Easy Deploy

This page covers how to deploy Hyvor Relay on a single server using Docker Compose. This is the easiest way to deploy Hyvor Relay, and it is suitable for most use cases where you need a reliable transactional email service.

In general, on a server with 4GB RAM and 2 vCPUs, you should be able to easily send more than 1,000,000 emails per day. However, if you need high availability and scalability, see the Prod Deploy page, which uses multiple servers with Docker Swarm.

• Prerequisites
• Install
• Setup

Prerequisites

Server: A server with at least 1GB RAM and 1 vCPU. 2GB RAM and 2 vCPU are recommended for production use.

IP Addresses: You need at least one static IPv4 address for the server. Add more IP addresses for more queues.

OS: A Linux-based operating system. Hyvor Relay is tested on Ubuntu 24.04 LTS in production.

Docker: Install the latest version, following the official guide.

OpenID Connect (OIDC) Provider: Hyvor Relay relies on OIDC for authentication. Create an application in your OIDC provider and obtain the issuer URL, client ID, and client secret. Then, allow the following URLs:

• Callback URL: http://your-server-ip/api/oidc/callback
• Logout URL: http://your-server-ip

Firewall: the following ports should be open on your server:

• 80: API
• 25: SMTP server for incoming emails (bounces & complaints)
• 53: DNS Server

Install

1. Download Deployment Files

First, download the latest deployment files (view on Github).

curl -LO https://github.com/hyvor/relay/releases/latest/download/deploy.tar.gz
tar -xzf deploy.tar.gz
cd deploy/easy

deploy/easy directory contains the following files:

.env 			 	# Environment variables
compose.yaml			# Docker Compose file
config			 	# Bash script to update .env file

2. Configure Environment Variables

Run the config script:

./config

This script does the following, in order:

• Set APP_SECRET to a secure random value in .env file, generated using openssl rand -base64 32.
• Generate a strong random password for the Postgres database and update the DATABASE_URL variable in .env file and the corresponding variable in compose.yaml.
• Prompt you to enter the OIDC provider details (issuer URL, client ID, client secret) and update the corresponding variables in .env file.

Make sure to verify the config:

cat .env
cat compose.yaml

If needed, feel free to change other environment variables. See the Environment Variables page for all available variables.

3. Start Docker Compose

Start the services:

docker compose up -d

This command will start the Hyvor Relay services in detached mode. You can check the logs using:

docker compose logs -f app

You should see the logs indicating that the application has run migrations, configured the server and the IP addresses, and started the application (email workers, webhook workers, etc.).

Setup

Once the application is running, you should see the Hyvor Relay homepage at http://your-server-ip.

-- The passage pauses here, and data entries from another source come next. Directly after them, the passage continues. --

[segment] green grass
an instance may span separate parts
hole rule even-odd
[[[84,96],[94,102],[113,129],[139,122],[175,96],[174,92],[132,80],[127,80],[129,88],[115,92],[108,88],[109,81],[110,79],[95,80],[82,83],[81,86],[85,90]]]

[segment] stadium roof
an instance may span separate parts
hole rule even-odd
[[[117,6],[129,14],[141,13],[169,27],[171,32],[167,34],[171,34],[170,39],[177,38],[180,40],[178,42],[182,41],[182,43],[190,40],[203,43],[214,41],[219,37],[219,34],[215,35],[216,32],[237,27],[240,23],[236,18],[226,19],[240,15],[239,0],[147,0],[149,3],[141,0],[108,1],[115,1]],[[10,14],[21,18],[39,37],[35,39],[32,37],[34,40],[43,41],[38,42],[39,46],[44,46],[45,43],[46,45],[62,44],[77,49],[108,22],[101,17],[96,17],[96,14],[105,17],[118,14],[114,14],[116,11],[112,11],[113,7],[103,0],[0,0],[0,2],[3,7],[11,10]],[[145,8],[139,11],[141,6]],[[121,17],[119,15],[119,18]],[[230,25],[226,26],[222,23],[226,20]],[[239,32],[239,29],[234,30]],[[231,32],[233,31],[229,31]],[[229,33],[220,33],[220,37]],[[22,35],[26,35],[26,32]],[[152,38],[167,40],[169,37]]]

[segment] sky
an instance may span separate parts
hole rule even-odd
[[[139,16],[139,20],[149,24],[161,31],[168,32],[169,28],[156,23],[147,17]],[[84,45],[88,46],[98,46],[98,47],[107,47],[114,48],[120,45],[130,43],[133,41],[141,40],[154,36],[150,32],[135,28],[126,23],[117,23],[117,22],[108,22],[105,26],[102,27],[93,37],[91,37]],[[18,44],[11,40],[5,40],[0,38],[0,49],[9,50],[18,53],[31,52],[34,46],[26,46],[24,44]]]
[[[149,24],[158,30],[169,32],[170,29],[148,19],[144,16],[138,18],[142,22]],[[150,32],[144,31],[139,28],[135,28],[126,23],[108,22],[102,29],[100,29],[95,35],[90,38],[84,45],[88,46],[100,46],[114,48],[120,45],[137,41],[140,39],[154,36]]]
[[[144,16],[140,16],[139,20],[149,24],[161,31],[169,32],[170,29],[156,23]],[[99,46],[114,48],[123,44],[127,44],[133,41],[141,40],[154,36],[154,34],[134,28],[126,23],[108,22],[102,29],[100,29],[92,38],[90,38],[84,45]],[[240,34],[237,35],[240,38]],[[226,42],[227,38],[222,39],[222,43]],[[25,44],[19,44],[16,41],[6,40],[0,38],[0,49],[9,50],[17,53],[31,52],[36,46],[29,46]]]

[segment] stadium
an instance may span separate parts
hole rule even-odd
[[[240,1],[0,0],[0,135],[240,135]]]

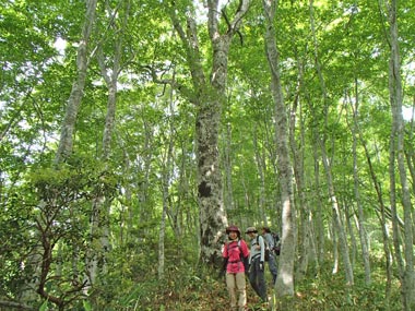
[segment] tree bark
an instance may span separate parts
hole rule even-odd
[[[293,167],[288,148],[287,112],[280,77],[274,17],[275,0],[263,0],[265,15],[265,53],[271,71],[271,93],[275,105],[275,141],[277,148],[278,182],[282,202],[282,248],[278,276],[275,284],[277,297],[294,295],[294,260],[296,251],[296,211],[293,191]]]
[[[200,207],[200,258],[204,263],[218,265],[222,261],[218,242],[227,226],[223,204],[222,172],[218,153],[218,133],[222,107],[225,100],[227,61],[232,38],[239,31],[242,17],[251,0],[241,0],[229,21],[225,9],[221,12],[218,0],[208,0],[208,29],[212,46],[210,80],[205,77],[202,55],[199,48],[194,13],[187,13],[186,32],[171,8],[171,20],[182,45],[192,77],[192,94],[189,100],[195,104],[195,141],[198,162],[198,202]],[[225,16],[227,29],[221,33],[220,17]],[[180,88],[179,88],[180,89]],[[180,89],[182,91],[182,89]],[[185,92],[182,92],[183,95]]]
[[[404,218],[404,258],[403,266],[401,270],[402,283],[402,299],[404,310],[415,309],[415,272],[414,272],[414,238],[413,238],[413,217],[412,217],[412,203],[411,191],[406,177],[405,157],[404,157],[404,123],[402,116],[402,79],[401,79],[401,60],[399,51],[399,35],[398,35],[398,21],[396,21],[398,3],[396,0],[389,2],[389,23],[390,23],[390,62],[389,62],[389,91],[390,103],[392,109],[392,130],[391,130],[391,144],[390,144],[390,179],[391,179],[391,206],[393,207],[394,215],[396,212],[396,187],[395,184],[395,162],[398,162],[399,177],[402,188],[402,205]],[[396,220],[396,218],[394,217]],[[394,232],[398,232],[398,223],[394,222]],[[400,247],[398,239],[395,239],[395,252]]]
[[[370,256],[369,256],[369,248],[367,244],[367,235],[366,235],[366,227],[365,227],[365,214],[364,208],[361,204],[360,199],[360,189],[359,189],[359,169],[358,169],[358,163],[357,163],[357,145],[358,145],[358,139],[357,135],[359,133],[358,130],[358,108],[359,108],[359,96],[358,96],[358,86],[357,86],[357,80],[355,80],[355,107],[353,107],[352,100],[352,113],[353,113],[353,124],[352,124],[352,136],[353,136],[353,180],[354,180],[354,192],[355,192],[355,200],[357,205],[357,220],[358,220],[358,232],[360,238],[360,247],[361,247],[361,256],[364,261],[364,267],[365,267],[365,284],[370,285],[371,277],[370,277]]]
[[[86,72],[88,65],[87,48],[91,33],[95,22],[95,10],[97,0],[86,2],[85,22],[82,27],[82,37],[78,47],[76,56],[76,80],[72,84],[71,94],[68,99],[67,111],[60,133],[59,147],[55,156],[55,165],[58,166],[66,157],[70,156],[73,146],[73,132],[78,111],[80,109],[85,87]]]

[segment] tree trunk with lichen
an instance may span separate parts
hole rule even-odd
[[[277,148],[278,181],[282,202],[282,249],[275,294],[294,296],[294,259],[296,255],[296,211],[294,205],[293,167],[288,148],[287,113],[280,77],[274,16],[276,1],[264,0],[265,52],[271,71],[271,93],[275,105],[275,142]]]
[[[192,79],[192,88],[178,86],[182,95],[195,105],[195,140],[198,165],[198,203],[200,208],[201,261],[216,265],[221,261],[221,237],[227,226],[223,204],[222,168],[218,152],[218,136],[222,106],[226,99],[227,62],[232,38],[238,32],[251,0],[240,0],[235,12],[220,8],[218,0],[208,1],[208,28],[212,48],[210,79],[203,70],[203,55],[199,48],[198,25],[194,8],[189,5],[187,25],[181,26],[175,7],[170,16],[181,44]],[[175,5],[175,4],[173,4]],[[230,5],[229,5],[230,7]],[[226,23],[226,27],[220,24]],[[223,31],[225,29],[226,31]],[[186,31],[185,31],[186,29]]]

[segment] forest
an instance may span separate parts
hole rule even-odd
[[[415,1],[0,1],[0,311],[415,310]]]

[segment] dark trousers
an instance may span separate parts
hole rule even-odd
[[[264,267],[260,268],[260,259],[251,262],[249,270],[249,283],[262,301],[268,301]]]

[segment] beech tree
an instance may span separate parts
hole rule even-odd
[[[250,0],[236,1],[220,8],[218,0],[208,1],[208,33],[212,52],[212,65],[208,74],[203,68],[203,49],[200,46],[200,25],[191,3],[181,5],[186,10],[186,27],[177,14],[179,8],[169,8],[174,27],[186,51],[187,65],[192,80],[192,89],[178,89],[197,108],[195,143],[198,164],[198,199],[200,208],[201,260],[217,264],[221,259],[220,238],[227,226],[222,196],[222,172],[218,137],[222,108],[226,99],[227,61],[230,44],[239,32]],[[185,31],[186,29],[186,31]]]

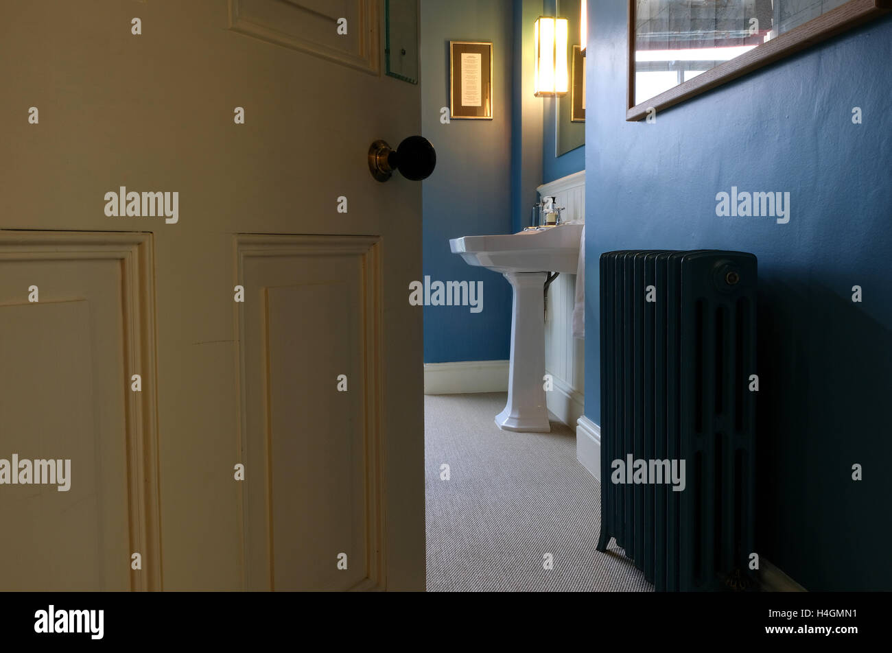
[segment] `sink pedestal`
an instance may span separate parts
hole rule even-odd
[[[505,431],[549,433],[545,403],[545,300],[546,272],[505,272],[514,289],[511,310],[511,364],[508,379],[508,404],[496,416]],[[518,356],[518,352],[521,355]]]

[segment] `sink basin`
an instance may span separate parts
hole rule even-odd
[[[508,403],[496,416],[505,431],[548,433],[545,401],[545,300],[549,272],[576,274],[582,225],[564,224],[518,234],[466,236],[449,242],[468,265],[500,272],[514,290]]]
[[[564,272],[576,274],[581,224],[546,227],[517,234],[466,236],[449,242],[453,253],[468,265],[497,272]]]

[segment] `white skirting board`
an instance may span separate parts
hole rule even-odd
[[[584,415],[576,421],[576,459],[601,480],[601,427]]]
[[[425,394],[507,393],[508,360],[425,363]]]

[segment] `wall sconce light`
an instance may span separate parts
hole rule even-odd
[[[566,66],[569,25],[566,18],[540,16],[536,19],[533,82],[536,97],[563,95],[570,90]]]
[[[579,49],[585,56],[585,45],[589,42],[589,0],[581,0],[579,7]]]

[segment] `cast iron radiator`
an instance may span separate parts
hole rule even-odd
[[[746,584],[753,552],[756,257],[608,252],[600,275],[598,549],[615,538],[657,591]],[[647,466],[638,478],[643,483],[624,469],[632,462],[640,472],[639,459]],[[665,475],[660,482],[667,465],[652,461],[670,467],[676,461],[677,477],[682,460],[684,489],[675,491],[681,483],[666,483]]]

Next, head to the Setup page to learn how to set up your Hyvor Relay instance for best deliverability.

Things to know

App Secret

The APP_SECRET variable is a 32-bytes key used to encrypt sensitive data (e.g., API keys, tokens) in the application. You should not change this value after the initial setup, as it will invalidate existing encrypted data. Key rotation is not supported yet, but planned.

Host Network

The application uses the host network mode to bind to the server's IP addresses directly. This allows Hyvor Relay to control the IP addresses used for sending emails. Other network modes (e.g., bridge, overlay) are not supported.

External Postgres

If you want to use an external Postgres database (for example, a managed database service), you can do so by updating the DATABASE_URL environment variable in the .env file.